The following question arose as I was playing around a little bit with pseudo-differential operators and K-theory and so on.
Let $H^s$ be the Sobolev space of s-times weakly differentiable functions $f \in L^2(R^n)$ with the usual inner product $\langle \cdot, \cdot \rangle_s$. Note that $H^0 = L^2(R^n)$.
Let $B_0 \subset B(L^2(R^n))$ be the subset of all bounded operators $H^0 \to H^0$ which restrict to a bounded operator $H^s \to H^s$ for every s. Let them be called operator of order 0.
How does the closure of $B_0$ in $B(L^2(R^n))$ look like?
I couldn't find any reference in the internet and as I tried myself I got stuck, since I don't know how to approach this question.
$B_0$ contains surely all multiplication operator corresponding to smooth functions $f \in C_c^\infty(R^n)$ which are compactly supported.

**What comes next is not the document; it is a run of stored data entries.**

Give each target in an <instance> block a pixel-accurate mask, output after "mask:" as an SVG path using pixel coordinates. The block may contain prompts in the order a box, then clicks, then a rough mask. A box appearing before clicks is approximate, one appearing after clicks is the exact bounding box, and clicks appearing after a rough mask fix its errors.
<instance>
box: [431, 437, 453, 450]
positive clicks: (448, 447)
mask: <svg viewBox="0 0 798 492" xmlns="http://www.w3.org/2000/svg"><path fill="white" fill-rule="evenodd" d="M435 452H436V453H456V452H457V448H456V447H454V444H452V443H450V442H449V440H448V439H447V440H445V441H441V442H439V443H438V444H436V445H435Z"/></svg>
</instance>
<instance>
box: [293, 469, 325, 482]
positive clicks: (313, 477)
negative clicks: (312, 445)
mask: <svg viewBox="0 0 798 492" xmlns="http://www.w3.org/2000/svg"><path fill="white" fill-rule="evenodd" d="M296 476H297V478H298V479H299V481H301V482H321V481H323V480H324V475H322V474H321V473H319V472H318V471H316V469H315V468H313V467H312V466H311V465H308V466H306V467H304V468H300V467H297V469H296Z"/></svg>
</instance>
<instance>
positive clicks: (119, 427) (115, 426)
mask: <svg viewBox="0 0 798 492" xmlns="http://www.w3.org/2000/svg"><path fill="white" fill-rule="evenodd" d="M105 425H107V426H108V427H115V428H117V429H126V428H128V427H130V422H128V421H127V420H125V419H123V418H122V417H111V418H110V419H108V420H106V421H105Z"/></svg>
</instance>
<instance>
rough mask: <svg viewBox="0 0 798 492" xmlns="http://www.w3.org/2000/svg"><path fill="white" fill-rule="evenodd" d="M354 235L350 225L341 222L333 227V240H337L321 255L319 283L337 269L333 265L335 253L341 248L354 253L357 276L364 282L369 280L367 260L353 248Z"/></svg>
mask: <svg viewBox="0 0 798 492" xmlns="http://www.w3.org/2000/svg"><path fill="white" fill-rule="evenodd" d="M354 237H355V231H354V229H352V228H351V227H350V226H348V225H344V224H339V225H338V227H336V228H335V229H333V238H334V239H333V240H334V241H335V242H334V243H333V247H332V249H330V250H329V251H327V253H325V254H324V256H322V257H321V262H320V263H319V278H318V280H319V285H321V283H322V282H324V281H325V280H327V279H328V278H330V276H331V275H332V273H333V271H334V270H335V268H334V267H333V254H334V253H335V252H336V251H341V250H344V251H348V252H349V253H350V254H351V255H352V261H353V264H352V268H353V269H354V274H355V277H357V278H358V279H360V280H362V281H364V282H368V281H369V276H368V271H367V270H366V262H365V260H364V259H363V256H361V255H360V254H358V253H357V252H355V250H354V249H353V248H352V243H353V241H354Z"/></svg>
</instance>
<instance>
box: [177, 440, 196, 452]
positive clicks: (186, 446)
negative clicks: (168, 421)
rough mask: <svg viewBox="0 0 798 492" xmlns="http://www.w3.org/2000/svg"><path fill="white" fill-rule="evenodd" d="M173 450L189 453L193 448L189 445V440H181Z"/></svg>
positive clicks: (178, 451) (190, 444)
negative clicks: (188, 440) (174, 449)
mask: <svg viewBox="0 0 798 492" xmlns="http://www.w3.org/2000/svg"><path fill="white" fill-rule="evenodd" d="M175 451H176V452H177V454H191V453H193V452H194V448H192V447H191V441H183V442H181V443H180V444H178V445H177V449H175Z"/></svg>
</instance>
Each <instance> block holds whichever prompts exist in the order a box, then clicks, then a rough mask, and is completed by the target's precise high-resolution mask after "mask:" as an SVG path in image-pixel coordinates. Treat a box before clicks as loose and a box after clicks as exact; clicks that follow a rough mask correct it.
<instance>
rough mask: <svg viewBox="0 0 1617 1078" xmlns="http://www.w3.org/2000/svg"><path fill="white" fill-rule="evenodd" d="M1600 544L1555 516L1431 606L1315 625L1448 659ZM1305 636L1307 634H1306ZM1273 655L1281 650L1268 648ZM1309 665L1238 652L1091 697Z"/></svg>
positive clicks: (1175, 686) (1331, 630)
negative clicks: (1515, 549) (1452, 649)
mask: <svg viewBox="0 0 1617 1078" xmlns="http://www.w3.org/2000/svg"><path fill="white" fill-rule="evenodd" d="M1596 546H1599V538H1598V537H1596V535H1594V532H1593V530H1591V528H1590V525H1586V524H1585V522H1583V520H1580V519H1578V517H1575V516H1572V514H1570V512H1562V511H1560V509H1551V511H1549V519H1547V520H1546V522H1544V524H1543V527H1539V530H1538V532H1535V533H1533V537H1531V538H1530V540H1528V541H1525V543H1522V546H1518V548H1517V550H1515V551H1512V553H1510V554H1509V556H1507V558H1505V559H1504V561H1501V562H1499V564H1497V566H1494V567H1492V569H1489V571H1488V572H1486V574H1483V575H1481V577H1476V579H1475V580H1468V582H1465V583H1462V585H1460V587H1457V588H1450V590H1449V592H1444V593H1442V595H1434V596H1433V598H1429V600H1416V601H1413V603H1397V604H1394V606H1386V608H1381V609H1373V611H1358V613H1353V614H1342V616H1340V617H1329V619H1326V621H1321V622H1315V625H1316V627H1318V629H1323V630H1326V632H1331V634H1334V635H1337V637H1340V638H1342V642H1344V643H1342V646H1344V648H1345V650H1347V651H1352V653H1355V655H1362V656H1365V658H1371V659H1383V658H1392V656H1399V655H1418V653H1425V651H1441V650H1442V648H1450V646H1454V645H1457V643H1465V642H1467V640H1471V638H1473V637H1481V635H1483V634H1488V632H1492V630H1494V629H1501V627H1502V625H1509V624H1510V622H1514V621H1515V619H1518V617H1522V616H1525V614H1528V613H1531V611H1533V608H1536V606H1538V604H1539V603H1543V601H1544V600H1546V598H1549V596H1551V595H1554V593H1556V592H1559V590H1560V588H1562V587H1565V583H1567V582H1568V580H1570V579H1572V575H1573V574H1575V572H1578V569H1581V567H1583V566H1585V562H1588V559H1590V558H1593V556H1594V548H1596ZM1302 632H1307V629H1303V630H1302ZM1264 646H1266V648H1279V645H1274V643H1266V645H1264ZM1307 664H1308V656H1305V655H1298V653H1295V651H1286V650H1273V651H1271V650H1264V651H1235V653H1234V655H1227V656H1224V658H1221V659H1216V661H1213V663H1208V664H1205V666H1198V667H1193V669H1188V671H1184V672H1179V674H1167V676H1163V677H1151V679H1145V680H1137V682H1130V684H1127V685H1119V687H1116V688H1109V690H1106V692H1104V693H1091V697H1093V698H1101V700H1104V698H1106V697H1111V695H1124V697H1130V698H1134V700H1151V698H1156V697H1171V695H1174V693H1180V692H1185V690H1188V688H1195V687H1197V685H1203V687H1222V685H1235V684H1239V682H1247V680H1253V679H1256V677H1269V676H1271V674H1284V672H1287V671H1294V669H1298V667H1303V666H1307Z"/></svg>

So the closure of $B_0$ contains the whole $C_0(R^n)$. Furthermore, all compact operator are in $\bar B_0$.
And it of course contains $\Psi_0$ - the pseudo-differential operator of order 0. But I remember somewhere reading, that the closure of $\Psi_0$ w.r.t. the L^2-L^2-operator norm varies, depending on the concrete definition of pseudo-differential operator you use.
May it be that we have $\bar B_0 = B(L^2(R^n))$?
Thanks in advance.